💪
Gym Bro
Pineapple on pizza is elite
VS
🔮
Astrology Girl
Pineapple on pizza is a crime
💪 Gym Bro
Bro, pineapple on pizza is elite — it’s the cheat meal that *builds* muscle. That sweet-tart contrast? That’s your post-workout insulin spike, baby. Do you even lift?🔮 Astrology Girl
Oh honey, no — Mercury’s been in retrograde *since* the first slice was served. The universe screamed 'NO' and you ignored the cosmic red flag. That’s such a Scorpio take: intense, chaotic, and deeply unbalanced.💪 Gym Bro
Scorpio? Nah, this is pure Leo energy — bold, sun-drenched, *king-tier*. Pineapple adds electrolytes *and* bromelain — nature’s pre-workout! You skip leg day *and* skip the science.🔮 Astrology Girl
Bromelain? More like *bromelain*-ing into chaos! My Venus chart shows pineapple + cheese = emotional whiplash. The vibes are OFF — like putting glitter in your protein shake and calling it 'aesthetic'.💪 Gym Bro
Glitter in my shake? Nah, I put *pineapple chunks* in my oatmeal — because balance isn’t about avoiding sweetness, it’s about *macronutrient synergy*. You’re still reading horoscopes instead of macros.🔮 Astrology Girl
Macros? Sweetie, your birth chart has Jupiter in Taurus — you’re literally *built* to crave stability, not tropical fruit on melted dairy. This isn’t food — it’s a spiritual boundary violation.🏆 Line of the Day
💪 Gym Bro
Boundary violation? Bro, my delts *are* boundaries — and they’re jacked *because* I embrace contradictions. Pineapple on pizza is the PR you’re too scared to attempt. Trust the process… and maybe get a trainer.🔮 Astrology Girl
I *did* your chart — and Saturn’s squaring your taste buds. You’re emotionally compensating for a childhood lack of dessert boundaries. Also, your ‘trust the process’ is just code for ‘I haven’t updated my food log since 2019’.💪 Gym Bro
Says the woman who uses moon phases to decide if her avocado toast needs chili flakes.

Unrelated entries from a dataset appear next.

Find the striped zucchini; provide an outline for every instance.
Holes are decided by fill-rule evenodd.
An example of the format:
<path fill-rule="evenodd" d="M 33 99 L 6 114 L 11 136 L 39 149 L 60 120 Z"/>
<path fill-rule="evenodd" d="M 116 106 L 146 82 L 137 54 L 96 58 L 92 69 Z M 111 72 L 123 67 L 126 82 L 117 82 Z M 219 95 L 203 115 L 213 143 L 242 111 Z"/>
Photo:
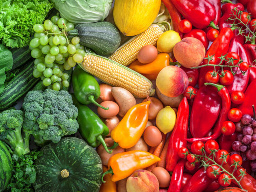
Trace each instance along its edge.
<path fill-rule="evenodd" d="M 0 111 L 13 105 L 40 80 L 33 76 L 33 66 L 34 60 L 30 60 L 5 86 L 0 94 Z"/>

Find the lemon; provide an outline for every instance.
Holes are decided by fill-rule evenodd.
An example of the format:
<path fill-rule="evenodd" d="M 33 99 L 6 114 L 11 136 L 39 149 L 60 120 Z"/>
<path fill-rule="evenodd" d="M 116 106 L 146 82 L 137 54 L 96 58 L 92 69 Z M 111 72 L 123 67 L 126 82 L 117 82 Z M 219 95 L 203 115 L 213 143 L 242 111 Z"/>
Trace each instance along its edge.
<path fill-rule="evenodd" d="M 172 30 L 166 31 L 158 39 L 158 50 L 161 53 L 172 52 L 174 46 L 180 41 L 181 38 L 178 33 Z"/>

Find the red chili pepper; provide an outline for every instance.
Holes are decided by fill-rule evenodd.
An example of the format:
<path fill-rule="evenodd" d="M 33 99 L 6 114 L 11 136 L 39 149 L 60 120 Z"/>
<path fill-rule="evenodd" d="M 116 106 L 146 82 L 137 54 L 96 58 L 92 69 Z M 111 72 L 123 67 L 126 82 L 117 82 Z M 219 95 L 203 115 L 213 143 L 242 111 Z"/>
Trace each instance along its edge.
<path fill-rule="evenodd" d="M 182 20 L 180 13 L 176 9 L 171 0 L 162 0 L 162 2 L 168 9 L 174 28 L 174 31 L 178 33 L 181 38 L 182 38 L 183 33 L 178 29 L 179 23 Z"/>
<path fill-rule="evenodd" d="M 231 101 L 228 89 L 225 86 L 211 83 L 206 83 L 206 85 L 212 85 L 217 87 L 218 93 L 222 98 L 222 107 L 218 121 L 215 124 L 214 129 L 214 133 L 210 137 L 204 138 L 191 138 L 185 139 L 190 143 L 193 143 L 196 141 L 206 142 L 210 139 L 215 140 L 219 137 L 221 134 L 221 127 L 223 122 L 228 120 L 228 113 L 230 110 Z"/>
<path fill-rule="evenodd" d="M 256 107 L 256 79 L 250 84 L 245 92 L 245 101 L 239 106 L 238 108 L 243 114 L 249 114 L 253 116 L 252 105 Z"/>
<path fill-rule="evenodd" d="M 207 176 L 206 171 L 204 171 L 204 167 L 202 167 L 193 175 L 182 192 L 202 192 L 214 180 Z"/>
<path fill-rule="evenodd" d="M 216 11 L 213 6 L 205 0 L 171 0 L 178 10 L 194 27 L 199 29 L 209 26 L 216 28 L 213 21 Z"/>
<path fill-rule="evenodd" d="M 172 171 L 180 158 L 178 151 L 182 146 L 187 146 L 187 142 L 183 140 L 187 137 L 189 114 L 188 103 L 184 97 L 178 108 L 176 122 L 171 135 L 166 154 L 166 169 Z"/>
<path fill-rule="evenodd" d="M 185 34 L 183 38 L 185 37 L 194 37 L 197 38 L 202 42 L 206 50 L 208 48 L 209 41 L 207 39 L 206 33 L 202 30 L 193 29 L 187 33 Z"/>
<path fill-rule="evenodd" d="M 185 159 L 181 159 L 174 167 L 167 192 L 180 192 L 185 161 Z"/>
<path fill-rule="evenodd" d="M 197 93 L 190 115 L 190 132 L 193 137 L 202 137 L 216 122 L 221 108 L 221 99 L 212 86 L 202 86 Z"/>
<path fill-rule="evenodd" d="M 208 55 L 211 56 L 214 54 L 215 59 L 214 61 L 211 61 L 211 64 L 216 65 L 219 64 L 220 59 L 218 58 L 227 53 L 229 43 L 233 36 L 233 31 L 230 28 L 225 27 L 220 30 L 219 36 L 213 42 L 206 54 L 206 57 L 208 57 Z M 206 60 L 205 60 L 203 62 L 204 64 L 207 64 L 204 63 L 206 61 Z M 216 68 L 216 70 L 218 69 L 218 68 Z M 209 71 L 214 69 L 214 68 L 210 66 L 204 67 L 201 69 L 198 80 L 199 87 L 202 86 L 204 82 L 206 74 Z"/>

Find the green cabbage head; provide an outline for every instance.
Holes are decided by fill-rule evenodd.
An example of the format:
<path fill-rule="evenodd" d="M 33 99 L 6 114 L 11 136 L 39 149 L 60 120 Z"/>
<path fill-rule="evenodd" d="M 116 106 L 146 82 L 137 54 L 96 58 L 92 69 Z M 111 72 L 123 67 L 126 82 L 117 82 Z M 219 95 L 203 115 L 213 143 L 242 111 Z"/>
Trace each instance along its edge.
<path fill-rule="evenodd" d="M 102 21 L 109 13 L 113 0 L 51 0 L 60 16 L 73 23 Z"/>

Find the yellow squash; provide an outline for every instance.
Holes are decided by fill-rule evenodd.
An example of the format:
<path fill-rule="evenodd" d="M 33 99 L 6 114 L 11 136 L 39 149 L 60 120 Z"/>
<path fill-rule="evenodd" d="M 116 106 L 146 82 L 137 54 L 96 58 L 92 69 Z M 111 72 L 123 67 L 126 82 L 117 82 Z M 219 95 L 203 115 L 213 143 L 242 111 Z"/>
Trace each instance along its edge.
<path fill-rule="evenodd" d="M 114 20 L 124 35 L 133 36 L 147 29 L 157 16 L 161 0 L 116 0 Z"/>

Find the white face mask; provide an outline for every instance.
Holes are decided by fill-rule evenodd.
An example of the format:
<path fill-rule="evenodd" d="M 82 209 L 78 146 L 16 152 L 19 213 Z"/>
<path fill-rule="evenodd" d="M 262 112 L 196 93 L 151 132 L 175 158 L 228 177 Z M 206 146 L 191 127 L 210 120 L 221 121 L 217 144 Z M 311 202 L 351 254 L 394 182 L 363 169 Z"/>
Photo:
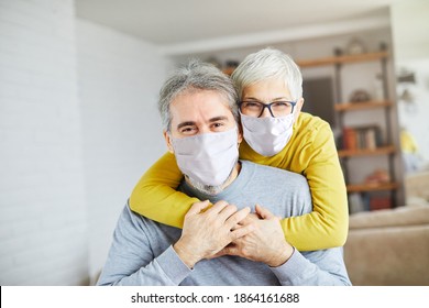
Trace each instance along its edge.
<path fill-rule="evenodd" d="M 191 182 L 219 186 L 227 182 L 239 158 L 238 129 L 187 138 L 172 138 L 182 173 Z"/>
<path fill-rule="evenodd" d="M 273 156 L 280 152 L 290 140 L 294 113 L 286 117 L 254 118 L 241 113 L 244 140 L 258 154 Z"/>

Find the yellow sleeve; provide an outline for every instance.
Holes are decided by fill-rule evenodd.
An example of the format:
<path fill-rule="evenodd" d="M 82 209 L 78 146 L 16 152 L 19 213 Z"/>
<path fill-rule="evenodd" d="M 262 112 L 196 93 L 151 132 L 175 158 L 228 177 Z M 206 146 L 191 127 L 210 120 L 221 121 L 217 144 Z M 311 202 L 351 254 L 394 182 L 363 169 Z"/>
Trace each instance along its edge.
<path fill-rule="evenodd" d="M 175 156 L 167 152 L 147 169 L 133 189 L 131 209 L 152 220 L 183 228 L 186 212 L 199 200 L 176 191 L 182 177 Z"/>
<path fill-rule="evenodd" d="M 333 134 L 320 130 L 308 146 L 304 146 L 298 163 L 308 180 L 312 212 L 285 218 L 282 227 L 286 240 L 300 251 L 341 246 L 349 231 L 349 207 L 342 169 Z"/>

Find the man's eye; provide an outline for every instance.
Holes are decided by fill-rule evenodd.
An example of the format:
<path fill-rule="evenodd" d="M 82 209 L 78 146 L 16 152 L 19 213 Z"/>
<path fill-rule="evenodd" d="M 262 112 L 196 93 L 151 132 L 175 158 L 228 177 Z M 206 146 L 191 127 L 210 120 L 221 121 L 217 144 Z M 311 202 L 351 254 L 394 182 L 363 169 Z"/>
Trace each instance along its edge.
<path fill-rule="evenodd" d="M 194 132 L 194 131 L 195 131 L 195 128 L 188 127 L 188 128 L 183 128 L 183 129 L 180 130 L 180 133 L 191 133 L 191 132 Z"/>
<path fill-rule="evenodd" d="M 222 128 L 222 127 L 223 127 L 223 123 L 220 123 L 220 122 L 212 124 L 212 128 L 215 128 L 215 129 Z"/>

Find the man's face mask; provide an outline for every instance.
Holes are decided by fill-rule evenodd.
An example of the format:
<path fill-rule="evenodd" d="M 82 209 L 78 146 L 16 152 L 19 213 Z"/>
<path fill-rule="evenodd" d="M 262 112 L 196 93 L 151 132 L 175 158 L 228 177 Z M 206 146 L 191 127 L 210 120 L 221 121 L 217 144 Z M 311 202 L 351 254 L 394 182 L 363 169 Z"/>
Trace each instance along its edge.
<path fill-rule="evenodd" d="M 238 138 L 237 128 L 180 139 L 172 136 L 177 165 L 193 182 L 222 185 L 239 158 Z"/>

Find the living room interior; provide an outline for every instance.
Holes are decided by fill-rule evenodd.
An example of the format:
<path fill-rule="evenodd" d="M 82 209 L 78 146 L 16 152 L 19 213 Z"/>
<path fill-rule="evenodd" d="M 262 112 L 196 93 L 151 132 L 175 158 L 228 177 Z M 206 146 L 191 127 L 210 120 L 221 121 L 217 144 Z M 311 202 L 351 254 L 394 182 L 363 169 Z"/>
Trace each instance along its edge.
<path fill-rule="evenodd" d="M 352 283 L 429 285 L 428 1 L 177 2 L 1 2 L 0 284 L 94 285 L 166 151 L 164 78 L 190 57 L 230 74 L 271 46 L 300 65 L 304 111 L 333 130 Z"/>

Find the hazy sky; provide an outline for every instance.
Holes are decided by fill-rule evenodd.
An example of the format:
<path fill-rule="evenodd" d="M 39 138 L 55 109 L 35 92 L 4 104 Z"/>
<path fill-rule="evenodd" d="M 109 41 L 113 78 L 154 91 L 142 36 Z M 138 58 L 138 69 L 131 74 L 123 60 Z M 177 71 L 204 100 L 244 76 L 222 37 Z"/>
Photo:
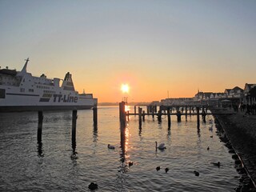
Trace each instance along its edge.
<path fill-rule="evenodd" d="M 243 89 L 256 83 L 256 1 L 0 0 L 0 66 L 28 57 L 32 74 L 70 71 L 99 102 Z"/>

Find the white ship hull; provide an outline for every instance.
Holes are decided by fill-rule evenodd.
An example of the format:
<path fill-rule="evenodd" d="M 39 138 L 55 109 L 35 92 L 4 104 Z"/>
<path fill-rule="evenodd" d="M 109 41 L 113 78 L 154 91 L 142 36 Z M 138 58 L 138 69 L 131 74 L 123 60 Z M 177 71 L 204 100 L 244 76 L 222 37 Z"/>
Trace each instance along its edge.
<path fill-rule="evenodd" d="M 61 79 L 40 78 L 26 72 L 28 60 L 21 72 L 0 70 L 0 112 L 24 110 L 84 110 L 97 106 L 92 94 L 74 90 L 71 74 Z"/>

Newsflash: pineapples grow on *trees*, not TikTok trends — and my pizza gains are REAL.🔮 Astrology Girl
Trees? Honey, pineapples grow on *herbaceous perennials* — which, coincidentally, have zero astrological compatibility with mozzarella. This isn’t debate — it’s an intervention. And your aura’s currently glowing ‘guilty as charged’.⚖️
The Judge's Final Verdict
🔮 Astrology Girl (Pineapple on pizza is a crime) wins!
The judge declares pineapple on pizza legally innocent… but morally *on probation*.